“Merry Christmas!” Greetings exchanged and acknowledged with a glance and perhaps a contrived smile. After waiting in line at checkout and then waiting in another line for the checkers at the door to draw a squiggly line through our receipt, perhaps what we really mean is, “Let me out of here. I’m tired of waiting in lines, and feeling claustrophobic from the crowded aisles. I’m tired of driving in circles to find a parking space, and then needing a GPS to remember where I finally parked!”
Maybe it’s just me, but it seems like life is full of contradictions, especially at Christmas. We hurry up to have a little time to slow down. We exchange greetings with strangers and sit silently with members of our own family that we have lost touch with. We make small talk when we are deep in thought about what we would really like to say. We spend too much on gifts nobody needs while worrying about how we will pay for it all. We talk about the weather outside and hide the storm brooding inside our hearts. We celebrate peace on earth and goodwill toward men while our countenance shoots daggers at the person who pulled out in front of us or stole the only remaining parking spot we had already claimed as our own from two rows away.
Yet if we slow down long enough to reflect on our motives, I suspect we will discover something at a deeper level. We really do have good intentions. We really don’t wish harm to anyone. We really do have deep longings for connection, for peace on earth and peace at home. We really do want to be generous. We just don’t slow down long enough to drink deeply enough from those wells of meaning to find satisfaction or significance in our hurry, worry, and scurry. The end is somehow lost in the means. Our actions contradict what is truly in our hearts and we are left spent—physically, emotionally, and spiritually. The empty feeling we are left with contradicts all of our good intentions.
So remember this, sometimes it feels like everything is about to fall apart when in reality things are just about ready to come together. Surely that is how Joseph and Mary felt when they could find no room in the inn, or when they were forced to escape to Egypt, or when people called their son illegitimate. Hardship and heartache walked hand in hand with happiness and hope.

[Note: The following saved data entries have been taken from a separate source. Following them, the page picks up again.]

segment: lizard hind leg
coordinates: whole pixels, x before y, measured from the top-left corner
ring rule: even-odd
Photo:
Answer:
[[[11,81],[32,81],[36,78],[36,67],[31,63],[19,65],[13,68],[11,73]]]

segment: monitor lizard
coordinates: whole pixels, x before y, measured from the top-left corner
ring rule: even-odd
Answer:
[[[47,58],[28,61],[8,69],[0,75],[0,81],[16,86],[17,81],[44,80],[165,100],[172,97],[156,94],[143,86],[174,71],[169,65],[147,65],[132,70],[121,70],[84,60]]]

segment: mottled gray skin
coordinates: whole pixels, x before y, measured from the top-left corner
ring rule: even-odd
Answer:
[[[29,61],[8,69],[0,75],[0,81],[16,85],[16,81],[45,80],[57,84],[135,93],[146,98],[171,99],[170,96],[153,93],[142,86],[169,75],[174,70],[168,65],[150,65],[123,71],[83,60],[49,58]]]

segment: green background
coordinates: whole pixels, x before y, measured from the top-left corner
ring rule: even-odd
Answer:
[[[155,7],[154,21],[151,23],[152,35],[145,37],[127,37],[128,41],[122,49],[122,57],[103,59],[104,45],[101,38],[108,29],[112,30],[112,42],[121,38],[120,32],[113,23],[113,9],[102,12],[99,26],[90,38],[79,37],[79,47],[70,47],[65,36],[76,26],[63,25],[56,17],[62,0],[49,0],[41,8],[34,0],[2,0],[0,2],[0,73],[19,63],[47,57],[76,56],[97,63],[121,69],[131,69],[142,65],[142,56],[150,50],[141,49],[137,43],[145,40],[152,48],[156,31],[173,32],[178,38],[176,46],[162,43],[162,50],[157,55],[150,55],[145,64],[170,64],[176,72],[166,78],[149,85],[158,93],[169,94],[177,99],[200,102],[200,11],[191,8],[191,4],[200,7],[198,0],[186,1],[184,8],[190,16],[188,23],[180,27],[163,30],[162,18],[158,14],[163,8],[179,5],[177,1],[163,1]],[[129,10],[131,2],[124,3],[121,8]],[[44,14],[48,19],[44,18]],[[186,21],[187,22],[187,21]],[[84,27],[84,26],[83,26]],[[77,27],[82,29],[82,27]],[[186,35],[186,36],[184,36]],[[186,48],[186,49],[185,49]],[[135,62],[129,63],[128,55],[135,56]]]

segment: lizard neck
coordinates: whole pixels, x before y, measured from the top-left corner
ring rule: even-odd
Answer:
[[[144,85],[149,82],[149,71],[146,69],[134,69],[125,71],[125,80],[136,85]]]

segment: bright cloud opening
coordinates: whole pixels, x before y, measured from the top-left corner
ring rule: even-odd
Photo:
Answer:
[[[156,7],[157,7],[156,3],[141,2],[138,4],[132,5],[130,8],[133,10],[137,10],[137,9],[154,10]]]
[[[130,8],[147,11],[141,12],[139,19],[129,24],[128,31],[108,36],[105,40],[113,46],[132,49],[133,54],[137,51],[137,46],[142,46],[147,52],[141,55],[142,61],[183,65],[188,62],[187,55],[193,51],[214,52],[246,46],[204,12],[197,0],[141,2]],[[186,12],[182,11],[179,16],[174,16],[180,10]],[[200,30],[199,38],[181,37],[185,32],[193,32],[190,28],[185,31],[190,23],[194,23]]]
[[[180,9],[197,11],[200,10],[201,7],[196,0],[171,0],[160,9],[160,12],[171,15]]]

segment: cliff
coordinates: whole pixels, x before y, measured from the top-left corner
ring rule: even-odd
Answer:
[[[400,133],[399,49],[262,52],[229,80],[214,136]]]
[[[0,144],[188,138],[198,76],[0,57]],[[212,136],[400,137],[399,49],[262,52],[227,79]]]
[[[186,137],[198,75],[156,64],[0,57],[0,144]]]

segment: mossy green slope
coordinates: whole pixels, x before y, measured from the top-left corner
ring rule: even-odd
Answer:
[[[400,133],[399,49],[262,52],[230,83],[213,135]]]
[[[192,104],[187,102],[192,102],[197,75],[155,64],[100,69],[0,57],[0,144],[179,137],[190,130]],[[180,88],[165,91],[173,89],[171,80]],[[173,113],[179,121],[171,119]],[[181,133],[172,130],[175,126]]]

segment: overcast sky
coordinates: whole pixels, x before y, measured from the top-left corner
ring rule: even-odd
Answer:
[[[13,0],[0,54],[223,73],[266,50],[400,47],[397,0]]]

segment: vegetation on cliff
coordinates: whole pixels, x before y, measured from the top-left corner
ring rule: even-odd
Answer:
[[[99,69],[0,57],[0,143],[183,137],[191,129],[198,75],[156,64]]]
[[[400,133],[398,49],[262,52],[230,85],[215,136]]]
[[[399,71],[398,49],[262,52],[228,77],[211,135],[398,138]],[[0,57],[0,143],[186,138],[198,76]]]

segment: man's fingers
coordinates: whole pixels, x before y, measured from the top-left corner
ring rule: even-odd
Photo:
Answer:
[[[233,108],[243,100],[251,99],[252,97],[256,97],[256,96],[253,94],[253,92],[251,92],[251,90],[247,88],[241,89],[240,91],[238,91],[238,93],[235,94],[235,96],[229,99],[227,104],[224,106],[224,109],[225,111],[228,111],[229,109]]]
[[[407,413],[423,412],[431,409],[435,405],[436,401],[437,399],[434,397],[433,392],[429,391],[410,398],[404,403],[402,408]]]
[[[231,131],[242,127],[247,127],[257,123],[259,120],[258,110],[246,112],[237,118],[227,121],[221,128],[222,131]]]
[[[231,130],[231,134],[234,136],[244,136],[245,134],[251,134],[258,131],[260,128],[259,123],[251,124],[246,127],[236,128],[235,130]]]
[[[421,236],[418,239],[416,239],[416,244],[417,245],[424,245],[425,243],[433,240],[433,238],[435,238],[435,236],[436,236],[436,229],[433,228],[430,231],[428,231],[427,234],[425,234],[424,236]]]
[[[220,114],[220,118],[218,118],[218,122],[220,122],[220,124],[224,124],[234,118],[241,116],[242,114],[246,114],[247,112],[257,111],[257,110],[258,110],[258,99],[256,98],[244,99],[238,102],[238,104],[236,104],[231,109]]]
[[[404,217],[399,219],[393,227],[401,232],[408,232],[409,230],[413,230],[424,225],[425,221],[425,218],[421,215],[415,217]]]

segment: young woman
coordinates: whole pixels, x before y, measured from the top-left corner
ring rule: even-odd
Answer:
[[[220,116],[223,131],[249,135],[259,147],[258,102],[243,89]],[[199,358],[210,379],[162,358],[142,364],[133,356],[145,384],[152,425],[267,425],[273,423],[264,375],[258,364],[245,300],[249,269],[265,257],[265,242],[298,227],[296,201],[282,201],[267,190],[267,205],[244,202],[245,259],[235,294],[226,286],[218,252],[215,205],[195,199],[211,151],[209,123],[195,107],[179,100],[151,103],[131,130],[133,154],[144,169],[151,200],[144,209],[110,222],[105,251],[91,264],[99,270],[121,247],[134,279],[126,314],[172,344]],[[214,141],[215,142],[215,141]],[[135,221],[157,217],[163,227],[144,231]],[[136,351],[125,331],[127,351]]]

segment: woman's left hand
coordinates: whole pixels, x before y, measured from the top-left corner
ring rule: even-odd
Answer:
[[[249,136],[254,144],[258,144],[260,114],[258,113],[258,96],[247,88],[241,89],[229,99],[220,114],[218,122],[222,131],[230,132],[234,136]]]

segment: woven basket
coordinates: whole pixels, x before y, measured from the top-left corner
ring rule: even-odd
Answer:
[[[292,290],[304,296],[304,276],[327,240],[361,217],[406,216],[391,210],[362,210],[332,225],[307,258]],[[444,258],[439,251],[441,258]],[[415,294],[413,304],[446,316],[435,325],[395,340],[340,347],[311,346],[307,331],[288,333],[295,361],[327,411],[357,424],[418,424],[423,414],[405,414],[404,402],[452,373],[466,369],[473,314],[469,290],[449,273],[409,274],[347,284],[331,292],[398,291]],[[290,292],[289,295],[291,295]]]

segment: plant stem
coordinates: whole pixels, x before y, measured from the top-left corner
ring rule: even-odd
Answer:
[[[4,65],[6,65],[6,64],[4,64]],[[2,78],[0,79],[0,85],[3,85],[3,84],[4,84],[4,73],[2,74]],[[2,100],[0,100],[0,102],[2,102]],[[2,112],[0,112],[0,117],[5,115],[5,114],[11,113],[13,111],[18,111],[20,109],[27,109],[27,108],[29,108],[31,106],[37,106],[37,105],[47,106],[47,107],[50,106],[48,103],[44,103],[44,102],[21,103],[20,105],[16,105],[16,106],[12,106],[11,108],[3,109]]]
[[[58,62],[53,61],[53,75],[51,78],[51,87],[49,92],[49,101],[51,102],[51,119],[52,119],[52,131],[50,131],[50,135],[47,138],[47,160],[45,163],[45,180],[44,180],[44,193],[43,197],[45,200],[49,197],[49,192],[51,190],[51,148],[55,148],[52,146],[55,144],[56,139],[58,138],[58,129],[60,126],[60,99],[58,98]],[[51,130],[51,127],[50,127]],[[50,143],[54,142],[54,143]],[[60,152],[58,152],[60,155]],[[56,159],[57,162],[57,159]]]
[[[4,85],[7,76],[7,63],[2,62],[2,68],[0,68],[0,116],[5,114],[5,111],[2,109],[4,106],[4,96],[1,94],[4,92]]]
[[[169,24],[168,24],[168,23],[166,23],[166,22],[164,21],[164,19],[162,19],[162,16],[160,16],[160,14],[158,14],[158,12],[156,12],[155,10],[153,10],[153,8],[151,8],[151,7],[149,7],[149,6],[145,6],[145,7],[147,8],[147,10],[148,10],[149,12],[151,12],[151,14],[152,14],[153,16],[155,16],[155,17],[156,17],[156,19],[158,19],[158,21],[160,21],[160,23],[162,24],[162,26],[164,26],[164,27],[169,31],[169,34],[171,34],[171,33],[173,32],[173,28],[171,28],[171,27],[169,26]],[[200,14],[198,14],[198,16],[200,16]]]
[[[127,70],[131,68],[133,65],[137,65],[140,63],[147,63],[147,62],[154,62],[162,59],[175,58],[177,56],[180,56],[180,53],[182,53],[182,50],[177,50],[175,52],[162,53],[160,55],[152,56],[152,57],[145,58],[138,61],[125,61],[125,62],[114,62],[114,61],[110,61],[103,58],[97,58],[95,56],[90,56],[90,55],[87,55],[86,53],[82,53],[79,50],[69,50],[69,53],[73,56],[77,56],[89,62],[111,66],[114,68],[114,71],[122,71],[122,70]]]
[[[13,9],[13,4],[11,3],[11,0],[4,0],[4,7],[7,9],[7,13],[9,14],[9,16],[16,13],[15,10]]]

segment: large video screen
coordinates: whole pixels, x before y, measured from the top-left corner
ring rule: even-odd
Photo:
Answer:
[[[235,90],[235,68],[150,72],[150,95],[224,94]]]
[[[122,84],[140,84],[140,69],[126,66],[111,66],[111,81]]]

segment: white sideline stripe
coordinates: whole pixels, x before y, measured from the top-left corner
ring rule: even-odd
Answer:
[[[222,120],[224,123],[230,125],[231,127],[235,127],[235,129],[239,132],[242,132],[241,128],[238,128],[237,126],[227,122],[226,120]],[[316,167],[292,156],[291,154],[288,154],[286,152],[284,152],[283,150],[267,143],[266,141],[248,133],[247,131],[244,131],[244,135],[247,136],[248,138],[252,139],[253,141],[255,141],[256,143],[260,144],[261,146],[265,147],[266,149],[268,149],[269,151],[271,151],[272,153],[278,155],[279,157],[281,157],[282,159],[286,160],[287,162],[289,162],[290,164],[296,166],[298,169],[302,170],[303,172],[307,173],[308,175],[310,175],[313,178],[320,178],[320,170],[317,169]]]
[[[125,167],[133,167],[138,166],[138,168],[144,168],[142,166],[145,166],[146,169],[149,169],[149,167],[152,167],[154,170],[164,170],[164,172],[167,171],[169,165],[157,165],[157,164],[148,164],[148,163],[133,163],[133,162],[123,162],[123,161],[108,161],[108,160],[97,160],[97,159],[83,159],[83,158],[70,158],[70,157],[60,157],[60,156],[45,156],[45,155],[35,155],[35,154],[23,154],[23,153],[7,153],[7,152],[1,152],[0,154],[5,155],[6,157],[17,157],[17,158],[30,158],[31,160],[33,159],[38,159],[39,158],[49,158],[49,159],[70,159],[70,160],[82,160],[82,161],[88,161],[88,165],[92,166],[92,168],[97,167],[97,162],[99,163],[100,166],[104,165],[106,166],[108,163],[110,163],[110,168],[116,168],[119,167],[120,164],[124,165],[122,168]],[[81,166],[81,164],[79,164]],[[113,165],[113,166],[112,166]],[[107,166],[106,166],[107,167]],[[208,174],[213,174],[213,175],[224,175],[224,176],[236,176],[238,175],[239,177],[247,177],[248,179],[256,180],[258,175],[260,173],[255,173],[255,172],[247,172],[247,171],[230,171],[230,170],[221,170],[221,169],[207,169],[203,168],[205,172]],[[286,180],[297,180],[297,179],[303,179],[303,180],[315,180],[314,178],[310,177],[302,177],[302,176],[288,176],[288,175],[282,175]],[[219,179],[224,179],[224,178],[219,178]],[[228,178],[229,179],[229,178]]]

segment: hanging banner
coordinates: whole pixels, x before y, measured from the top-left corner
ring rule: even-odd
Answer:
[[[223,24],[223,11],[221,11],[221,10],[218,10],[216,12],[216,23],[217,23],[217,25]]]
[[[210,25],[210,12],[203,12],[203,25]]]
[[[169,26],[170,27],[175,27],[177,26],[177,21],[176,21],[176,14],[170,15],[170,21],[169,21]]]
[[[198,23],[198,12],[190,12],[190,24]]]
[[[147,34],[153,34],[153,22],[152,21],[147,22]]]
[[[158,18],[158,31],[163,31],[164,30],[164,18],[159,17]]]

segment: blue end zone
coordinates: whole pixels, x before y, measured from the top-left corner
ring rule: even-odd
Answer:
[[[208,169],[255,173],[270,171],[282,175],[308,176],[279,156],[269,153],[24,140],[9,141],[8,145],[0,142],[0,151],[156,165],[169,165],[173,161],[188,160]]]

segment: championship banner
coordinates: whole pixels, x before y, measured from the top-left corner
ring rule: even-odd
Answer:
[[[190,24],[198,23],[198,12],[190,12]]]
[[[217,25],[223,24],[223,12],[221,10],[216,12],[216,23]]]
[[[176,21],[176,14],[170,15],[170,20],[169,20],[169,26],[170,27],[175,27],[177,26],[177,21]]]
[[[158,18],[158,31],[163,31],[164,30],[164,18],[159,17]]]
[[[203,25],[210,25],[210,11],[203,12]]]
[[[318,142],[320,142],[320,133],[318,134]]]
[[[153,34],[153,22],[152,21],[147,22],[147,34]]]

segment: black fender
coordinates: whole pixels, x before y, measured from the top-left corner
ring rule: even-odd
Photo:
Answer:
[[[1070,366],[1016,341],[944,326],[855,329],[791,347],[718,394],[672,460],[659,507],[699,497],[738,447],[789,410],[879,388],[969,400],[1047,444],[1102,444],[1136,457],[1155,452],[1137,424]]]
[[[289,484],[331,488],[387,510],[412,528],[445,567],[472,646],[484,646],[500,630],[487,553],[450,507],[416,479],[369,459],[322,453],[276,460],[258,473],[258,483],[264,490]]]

There often exists a contradiction between our circumstances and God’s divine destiny. Being happy is not incongruent with being harried or hassled. And unfavorable circumstances do not always lead to unfavorable outcomes. Three eternal things make the difference: faith, hope and love. If you can anchor your heart and actions on these, and take a little time to reflect on what is really important, while examining your motives behind your actions, you will minimize the contradictions and maximize the intended consequences.